Il doit, en effet, être relevé que, quoique rendu postérieurement à la publication de la loi du 6 août 2002 portant amnistie, l’arrêt de la cour d’appel de Versailles ne tire aucune conséquence de l’entrée en vigueur de ce texte, et qu’il est, de surcroît, frappé d’un pourvoi en cassation ; qu’en tout état de cause, l’association demanderesse est, au sens de l’article 133-10 du code pénal, un tiers aux droits duquel l’amnistie ne peut préjudicier.

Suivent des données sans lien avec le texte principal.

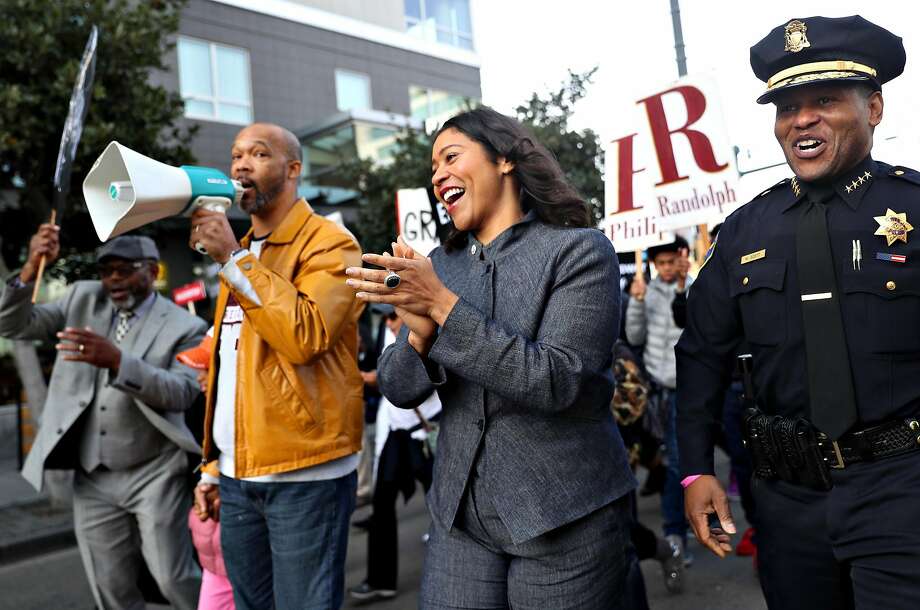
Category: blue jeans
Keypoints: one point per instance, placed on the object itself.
(672, 497)
(284, 544)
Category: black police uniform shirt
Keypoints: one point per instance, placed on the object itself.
(747, 291)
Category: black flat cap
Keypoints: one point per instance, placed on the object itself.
(131, 247)
(824, 49)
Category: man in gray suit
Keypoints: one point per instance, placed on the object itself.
(114, 415)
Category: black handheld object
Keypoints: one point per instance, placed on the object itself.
(745, 363)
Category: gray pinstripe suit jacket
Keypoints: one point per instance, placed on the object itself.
(523, 368)
(150, 379)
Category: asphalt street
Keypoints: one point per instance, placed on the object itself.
(56, 581)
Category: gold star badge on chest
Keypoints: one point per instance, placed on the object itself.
(893, 226)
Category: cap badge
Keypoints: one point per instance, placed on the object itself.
(893, 226)
(796, 39)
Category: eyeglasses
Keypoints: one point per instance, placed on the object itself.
(122, 269)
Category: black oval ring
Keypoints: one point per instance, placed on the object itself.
(392, 280)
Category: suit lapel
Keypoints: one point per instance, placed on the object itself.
(101, 317)
(150, 326)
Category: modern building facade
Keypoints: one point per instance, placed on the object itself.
(344, 75)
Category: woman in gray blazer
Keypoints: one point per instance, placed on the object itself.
(513, 322)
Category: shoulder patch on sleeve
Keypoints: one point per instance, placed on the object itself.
(905, 173)
(710, 251)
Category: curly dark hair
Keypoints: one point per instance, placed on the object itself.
(544, 188)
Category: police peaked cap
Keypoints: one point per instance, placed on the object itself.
(824, 49)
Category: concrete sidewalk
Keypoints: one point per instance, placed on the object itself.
(29, 524)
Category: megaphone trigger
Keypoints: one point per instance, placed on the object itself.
(212, 204)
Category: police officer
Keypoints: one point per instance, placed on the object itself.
(819, 278)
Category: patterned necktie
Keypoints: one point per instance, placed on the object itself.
(124, 324)
(830, 381)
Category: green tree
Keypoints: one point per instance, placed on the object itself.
(43, 43)
(579, 152)
(547, 116)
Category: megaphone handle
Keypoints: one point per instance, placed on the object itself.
(41, 266)
(212, 205)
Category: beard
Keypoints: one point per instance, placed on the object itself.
(263, 196)
(129, 302)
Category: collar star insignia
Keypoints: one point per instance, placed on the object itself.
(893, 226)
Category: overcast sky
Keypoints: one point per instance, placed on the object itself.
(528, 46)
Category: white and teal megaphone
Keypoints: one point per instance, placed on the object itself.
(125, 190)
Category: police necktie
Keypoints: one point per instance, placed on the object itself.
(830, 381)
(124, 324)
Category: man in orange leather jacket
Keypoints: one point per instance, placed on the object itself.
(284, 400)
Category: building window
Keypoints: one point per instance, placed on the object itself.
(432, 104)
(214, 81)
(352, 90)
(445, 21)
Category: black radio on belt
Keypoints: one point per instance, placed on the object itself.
(793, 450)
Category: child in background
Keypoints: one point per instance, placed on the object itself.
(216, 592)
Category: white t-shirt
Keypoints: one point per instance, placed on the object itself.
(225, 401)
(391, 417)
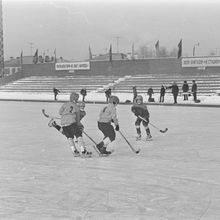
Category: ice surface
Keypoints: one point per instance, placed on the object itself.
(176, 176)
(213, 99)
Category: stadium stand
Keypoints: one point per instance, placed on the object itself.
(41, 84)
(207, 84)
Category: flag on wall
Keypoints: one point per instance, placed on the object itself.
(35, 57)
(21, 58)
(110, 53)
(157, 47)
(90, 53)
(179, 54)
(55, 55)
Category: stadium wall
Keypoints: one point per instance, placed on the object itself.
(120, 68)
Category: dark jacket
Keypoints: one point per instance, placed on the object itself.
(162, 90)
(150, 91)
(185, 87)
(108, 92)
(83, 92)
(56, 91)
(174, 88)
(194, 87)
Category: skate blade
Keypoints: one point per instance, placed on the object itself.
(106, 155)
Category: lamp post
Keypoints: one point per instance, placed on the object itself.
(31, 47)
(194, 49)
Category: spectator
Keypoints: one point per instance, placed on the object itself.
(185, 89)
(150, 93)
(55, 91)
(175, 90)
(108, 94)
(162, 93)
(83, 92)
(134, 93)
(194, 90)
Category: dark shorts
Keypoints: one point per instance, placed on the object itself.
(72, 130)
(138, 122)
(107, 129)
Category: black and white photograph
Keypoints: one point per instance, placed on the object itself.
(109, 110)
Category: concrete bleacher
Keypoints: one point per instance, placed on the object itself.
(207, 84)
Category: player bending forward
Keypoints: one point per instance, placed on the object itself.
(71, 126)
(140, 109)
(107, 115)
(53, 123)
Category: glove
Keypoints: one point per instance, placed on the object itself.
(117, 127)
(135, 112)
(81, 127)
(147, 120)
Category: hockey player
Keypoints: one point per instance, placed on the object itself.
(70, 122)
(140, 109)
(107, 115)
(53, 123)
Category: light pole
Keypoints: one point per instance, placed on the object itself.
(31, 47)
(194, 49)
(117, 39)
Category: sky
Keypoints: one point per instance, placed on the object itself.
(71, 26)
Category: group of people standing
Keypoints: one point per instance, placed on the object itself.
(72, 111)
(186, 91)
(174, 90)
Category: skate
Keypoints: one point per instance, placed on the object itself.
(76, 153)
(52, 123)
(149, 137)
(100, 147)
(86, 154)
(138, 137)
(104, 151)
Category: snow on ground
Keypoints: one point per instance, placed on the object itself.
(175, 176)
(100, 97)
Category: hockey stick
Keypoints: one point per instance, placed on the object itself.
(162, 131)
(97, 151)
(48, 116)
(135, 151)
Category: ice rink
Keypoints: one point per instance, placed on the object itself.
(174, 177)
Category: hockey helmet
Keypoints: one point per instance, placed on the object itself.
(139, 97)
(81, 105)
(74, 97)
(114, 100)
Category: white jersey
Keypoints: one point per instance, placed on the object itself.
(69, 112)
(108, 114)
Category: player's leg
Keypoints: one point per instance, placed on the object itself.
(80, 141)
(109, 136)
(138, 129)
(52, 123)
(147, 129)
(68, 132)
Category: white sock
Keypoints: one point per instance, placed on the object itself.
(106, 141)
(81, 144)
(72, 144)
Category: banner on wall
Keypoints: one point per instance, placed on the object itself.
(200, 61)
(73, 66)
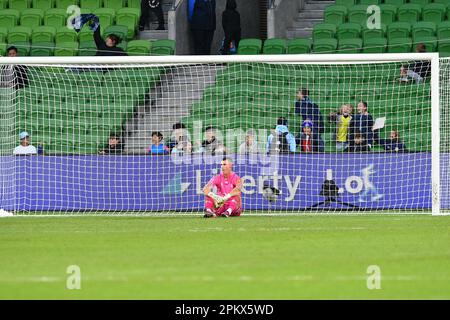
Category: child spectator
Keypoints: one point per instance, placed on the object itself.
(281, 140)
(359, 145)
(393, 144)
(309, 110)
(211, 145)
(250, 145)
(231, 23)
(362, 123)
(115, 145)
(343, 124)
(157, 147)
(310, 141)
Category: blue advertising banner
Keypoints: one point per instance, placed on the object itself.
(160, 183)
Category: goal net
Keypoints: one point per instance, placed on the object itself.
(322, 133)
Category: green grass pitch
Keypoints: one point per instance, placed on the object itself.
(251, 257)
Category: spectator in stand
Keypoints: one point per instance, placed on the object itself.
(281, 140)
(417, 70)
(108, 47)
(309, 110)
(203, 25)
(342, 120)
(359, 145)
(114, 146)
(250, 145)
(25, 147)
(18, 75)
(231, 23)
(393, 144)
(157, 147)
(154, 6)
(211, 145)
(179, 141)
(362, 123)
(310, 141)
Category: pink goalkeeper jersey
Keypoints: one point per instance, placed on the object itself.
(225, 185)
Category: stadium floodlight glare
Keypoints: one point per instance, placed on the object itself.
(73, 106)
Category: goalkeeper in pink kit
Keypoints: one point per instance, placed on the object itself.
(227, 200)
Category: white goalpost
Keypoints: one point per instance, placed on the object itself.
(306, 133)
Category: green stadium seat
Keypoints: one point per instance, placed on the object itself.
(335, 14)
(42, 49)
(119, 30)
(388, 13)
(87, 48)
(395, 2)
(66, 49)
(409, 12)
(429, 42)
(420, 2)
(18, 34)
(348, 31)
(444, 2)
(114, 4)
(64, 34)
(167, 47)
(3, 49)
(370, 2)
(350, 45)
(399, 45)
(373, 33)
(374, 45)
(55, 18)
(128, 17)
(324, 31)
(434, 12)
(134, 4)
(3, 34)
(64, 4)
(357, 14)
(91, 4)
(423, 29)
(42, 4)
(274, 46)
(398, 30)
(9, 18)
(19, 4)
(324, 45)
(139, 47)
(23, 47)
(299, 46)
(43, 34)
(248, 46)
(444, 48)
(106, 16)
(443, 30)
(31, 18)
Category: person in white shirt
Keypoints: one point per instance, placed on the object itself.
(25, 147)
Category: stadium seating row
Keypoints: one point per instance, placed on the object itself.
(64, 4)
(67, 46)
(32, 18)
(409, 12)
(328, 44)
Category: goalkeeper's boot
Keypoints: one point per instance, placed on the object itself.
(208, 214)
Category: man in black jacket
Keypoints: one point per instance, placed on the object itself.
(231, 23)
(155, 7)
(203, 25)
(108, 47)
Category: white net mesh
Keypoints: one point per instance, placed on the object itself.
(97, 131)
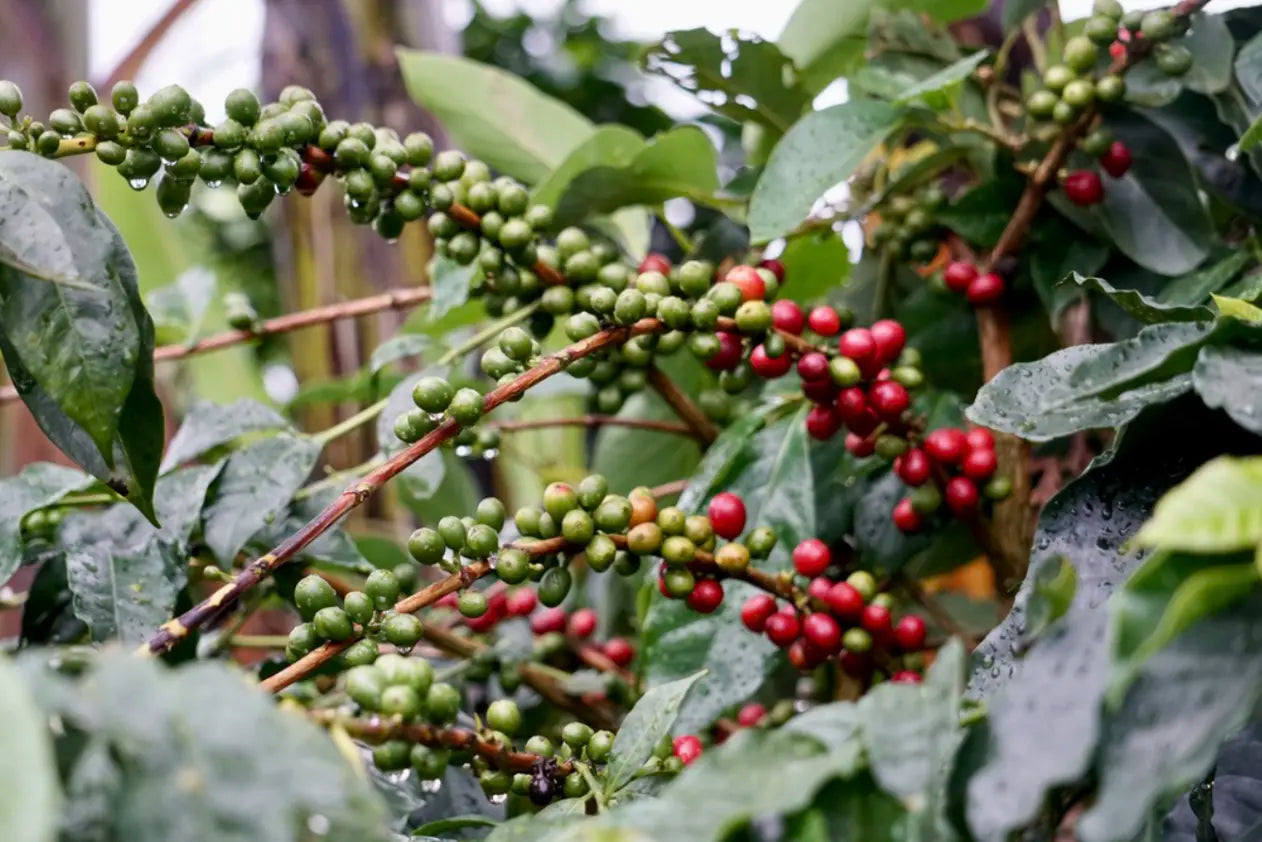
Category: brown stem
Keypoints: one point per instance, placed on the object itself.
(400, 298)
(703, 431)
(179, 628)
(377, 730)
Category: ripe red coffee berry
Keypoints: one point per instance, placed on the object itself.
(726, 513)
(824, 321)
(769, 367)
(774, 266)
(655, 261)
(877, 620)
(961, 496)
(548, 620)
(858, 345)
(913, 467)
(986, 289)
(582, 624)
(822, 633)
(783, 628)
(756, 611)
(945, 446)
(979, 439)
(979, 465)
(889, 399)
(619, 650)
(958, 275)
(786, 316)
(813, 366)
(748, 280)
(1084, 188)
(812, 557)
(751, 715)
(890, 337)
(520, 602)
(905, 516)
(730, 352)
(823, 422)
(706, 596)
(846, 601)
(1117, 159)
(687, 749)
(910, 633)
(858, 446)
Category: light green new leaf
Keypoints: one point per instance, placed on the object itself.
(1218, 509)
(494, 115)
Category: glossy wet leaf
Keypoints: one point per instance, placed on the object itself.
(644, 727)
(254, 487)
(208, 426)
(822, 149)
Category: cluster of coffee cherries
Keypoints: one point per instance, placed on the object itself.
(952, 466)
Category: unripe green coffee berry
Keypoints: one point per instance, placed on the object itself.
(332, 624)
(313, 593)
(359, 607)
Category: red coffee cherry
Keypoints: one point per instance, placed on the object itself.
(1117, 159)
(619, 650)
(890, 337)
(822, 633)
(582, 624)
(910, 633)
(769, 367)
(751, 715)
(687, 749)
(906, 518)
(783, 628)
(655, 261)
(846, 601)
(945, 446)
(961, 496)
(726, 513)
(986, 289)
(979, 465)
(823, 422)
(824, 321)
(788, 317)
(706, 597)
(958, 275)
(1084, 188)
(748, 280)
(756, 611)
(889, 399)
(812, 557)
(913, 467)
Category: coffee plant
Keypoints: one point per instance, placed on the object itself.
(740, 614)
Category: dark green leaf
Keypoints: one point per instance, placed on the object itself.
(32, 799)
(679, 163)
(1189, 697)
(740, 76)
(1090, 386)
(644, 727)
(37, 486)
(208, 426)
(1149, 311)
(1229, 379)
(255, 486)
(202, 755)
(494, 115)
(822, 149)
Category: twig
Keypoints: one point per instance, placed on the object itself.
(400, 298)
(179, 628)
(703, 431)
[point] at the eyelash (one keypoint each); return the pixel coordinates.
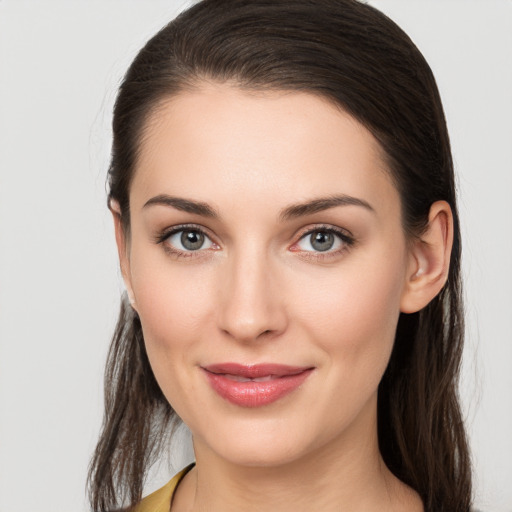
(346, 239)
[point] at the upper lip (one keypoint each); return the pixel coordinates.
(254, 371)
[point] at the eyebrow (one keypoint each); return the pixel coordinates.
(290, 212)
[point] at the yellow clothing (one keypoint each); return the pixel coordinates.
(160, 500)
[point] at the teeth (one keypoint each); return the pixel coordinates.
(239, 378)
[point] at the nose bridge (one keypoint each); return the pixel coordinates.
(251, 303)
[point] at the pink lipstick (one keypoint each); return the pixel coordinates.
(255, 385)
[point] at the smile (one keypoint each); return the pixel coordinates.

Dans ces conditions, compte-tenu de ces contestations sérieuses, soulevées à juste titre par l’association demanderesse, il ne saurait non plus y avoir lieu à référé sur cette demande.

Sur les autres demandes :

L’association demanderesse fonde sur l’existence de propos diffamatoires sa réclamation au titre de dommages-intérêts, qui ne subsiste que contre MM. V. et P. Il a déjà été statué sur une demande similaire dans le jugement et l’arrêt rappelés ci-dessus. Il n’y a donc lieu à référé sur cette demande, l’obligation dont se prévaut l’association se heurtant, pour cette raison, à une contestation sérieuse.

Il n’y a lieu, en équité, à prononcer de condamnations sur le fondement des dispositions de l’article 700 du ncpc au profit de quiconque.

Chaque partie conservera la charge de ses dépens.

La décision

Statuant publiquement, contradictoirement et en premier ressort,

. Rejetons la fin de non-recevoir tirée du défaut d’intérêt à agir de l’association dite District Multiple 103 France du Lions International ;

. Disons recevable l’action de cette association ;

. Donnons acte à l’association dite District Multiple 103 France du Lions International et à M. D., directeur de la publication d' »amazon.fr », de l’accord intervenu entre eux aux termes duquel M. D. s’engage, en sa qualité de directeur de la publication d' »amazon.fr », à supprimer les commentaires des internautes relatifs au livre, ainsi que les sous-titres de cet ouvrage « malversations, sectarisme, pressions … », l’association dite District Multiple 103 France du Lions International se réserve le droit, après l’arrêt de la chambre criminelle de la Cour de cassation, de demander le retrait pur et simple du livre du site « amazon.fr », cependant que M. D. se réserve le droit, dans l’hypothèse inverse, de reprendre la présentation du livre sur son site, telle qu’elle existait avant la présente ordonnance ;

. Constatons que l’association dite District Multiple 103 France du Lions International ne forme plus de demandes contre M. D. ;

. Disons n’y avoir lieu à référé sur le surplus des demandes principales ou reconventionnelles ;

. Renvoyons les parties à se pourvoir au principal ;

. Disons n’y avoir lieu à application des dispositions de l’article 700 du ncpc au profit de quiconque ;

. Disons que chaque partie conservera la charge de ses propres dépens.